けれども、自分の求めているものと現実には時としてギャップがあると思います。
黒田先生:確かにあります。
そのギャップを生む要素をひとつ挙げるならば、建物自体とイメージの差がありますね。
建物がどっしりと重厚感があるのに、色味にポップなかわいらしいイメージを求めると失敗してしまいます。他にも門構えや塀、庭の植栽によって使える色が変わってきます。

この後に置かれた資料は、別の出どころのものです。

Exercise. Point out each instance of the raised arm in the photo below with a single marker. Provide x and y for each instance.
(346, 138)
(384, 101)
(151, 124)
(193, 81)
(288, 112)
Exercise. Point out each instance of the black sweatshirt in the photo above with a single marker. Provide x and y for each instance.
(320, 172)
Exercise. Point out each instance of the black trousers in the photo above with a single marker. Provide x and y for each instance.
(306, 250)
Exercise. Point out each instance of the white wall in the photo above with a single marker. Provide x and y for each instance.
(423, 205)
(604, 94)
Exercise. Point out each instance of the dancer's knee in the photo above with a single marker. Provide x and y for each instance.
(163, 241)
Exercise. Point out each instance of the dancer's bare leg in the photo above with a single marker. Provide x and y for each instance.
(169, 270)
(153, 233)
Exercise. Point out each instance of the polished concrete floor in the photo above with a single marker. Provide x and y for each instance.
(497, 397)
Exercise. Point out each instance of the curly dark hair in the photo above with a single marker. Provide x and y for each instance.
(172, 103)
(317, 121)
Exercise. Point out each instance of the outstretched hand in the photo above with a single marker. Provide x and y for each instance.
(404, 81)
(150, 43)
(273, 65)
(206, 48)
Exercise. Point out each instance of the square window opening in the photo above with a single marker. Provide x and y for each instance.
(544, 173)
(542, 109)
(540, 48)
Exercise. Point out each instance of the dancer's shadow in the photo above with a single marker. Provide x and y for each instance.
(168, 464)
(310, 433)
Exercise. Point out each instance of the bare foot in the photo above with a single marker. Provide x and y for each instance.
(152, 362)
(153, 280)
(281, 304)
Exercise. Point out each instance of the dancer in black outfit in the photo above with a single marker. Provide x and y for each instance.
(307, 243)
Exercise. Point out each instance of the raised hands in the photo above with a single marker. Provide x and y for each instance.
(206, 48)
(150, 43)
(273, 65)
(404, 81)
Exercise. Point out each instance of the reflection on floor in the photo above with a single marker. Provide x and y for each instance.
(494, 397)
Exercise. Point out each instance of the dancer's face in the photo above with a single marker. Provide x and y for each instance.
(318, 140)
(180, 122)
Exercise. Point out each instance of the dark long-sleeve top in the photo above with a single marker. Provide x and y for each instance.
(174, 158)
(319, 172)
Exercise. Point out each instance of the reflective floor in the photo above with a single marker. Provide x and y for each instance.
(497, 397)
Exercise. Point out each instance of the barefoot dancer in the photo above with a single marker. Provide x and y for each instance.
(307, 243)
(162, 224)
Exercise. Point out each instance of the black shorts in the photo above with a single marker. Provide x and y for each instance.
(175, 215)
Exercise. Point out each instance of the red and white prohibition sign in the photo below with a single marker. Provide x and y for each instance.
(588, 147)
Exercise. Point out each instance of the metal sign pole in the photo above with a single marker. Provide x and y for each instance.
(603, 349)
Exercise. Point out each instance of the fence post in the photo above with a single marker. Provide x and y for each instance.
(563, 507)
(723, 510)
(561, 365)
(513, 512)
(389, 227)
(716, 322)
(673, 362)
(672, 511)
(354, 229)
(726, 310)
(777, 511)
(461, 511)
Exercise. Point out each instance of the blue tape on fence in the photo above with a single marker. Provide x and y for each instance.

敷地外の要素としては、建物のある場所、近隣とのバランスも大きな要素になるでしょう。別荘地にある建物と住宅地にある建物、商業地に隣接した建物では、それに似合う色が異なってきます。さらに大きなところでいうと気候も影響するのですよ。
温かい、寒い、湿潤、乾燥などの気候ですか。
黒田先生:はい。たとえばカリフォルニアのような湿度の低い太陽光の強いところでしたらパステルカラーのような色味もマッチするでしょうが、日本のように湿度が高いグレイッシュな場所では浮いてしまうことがあります。けれども絶対にダメということではなくて、うまくまとめることもできる場合があるのです。そこは地域に根ざした塗装のプロの腕の見せ所だと思います。しっかりとした教育をさせてもらっていますので、安心してご相談いただきたいと思います。
建物のスタイルや街並みから離れすぎない色を選びましょう
建物のスタイルや街並みから離れすぎない色を選びましょう
色の流行についておうかがいしたいと思います。
服飾業界では毎年、流行色の発信をしていますね。これは外壁塗装でも当てはまるものなのでしょうか。
黒田先生:服飾に向けた流行色の発表はなされていますが、今は20年、30年前ほどの影響力はなくなってきているのではないでしょうか。個性の時代になってきていると感じています。「流行色という路線があるのね。だけど私はこれでいくわ」というような、それぞれが意見を持ち、それを主張する世の中になっていると思います。
色の流行はなくなっているのですか。
黒田先生:なくなっているというよりも、漠然としてきているという印象です。青が流行している、紫の時代というのではなくて、明るめの色がいい、控えめの色がいいといった具合ですね。
マンションでは時代ごとの色が如実に現れていましたが、今は「この色が現代っぽいよね」というものはありませんね。戸建では特に「時代特有の色」は見られなくなってきていると思います。
個性の強い色でも使えるけれども、環境にマッチしないと後悔することがあるということですね。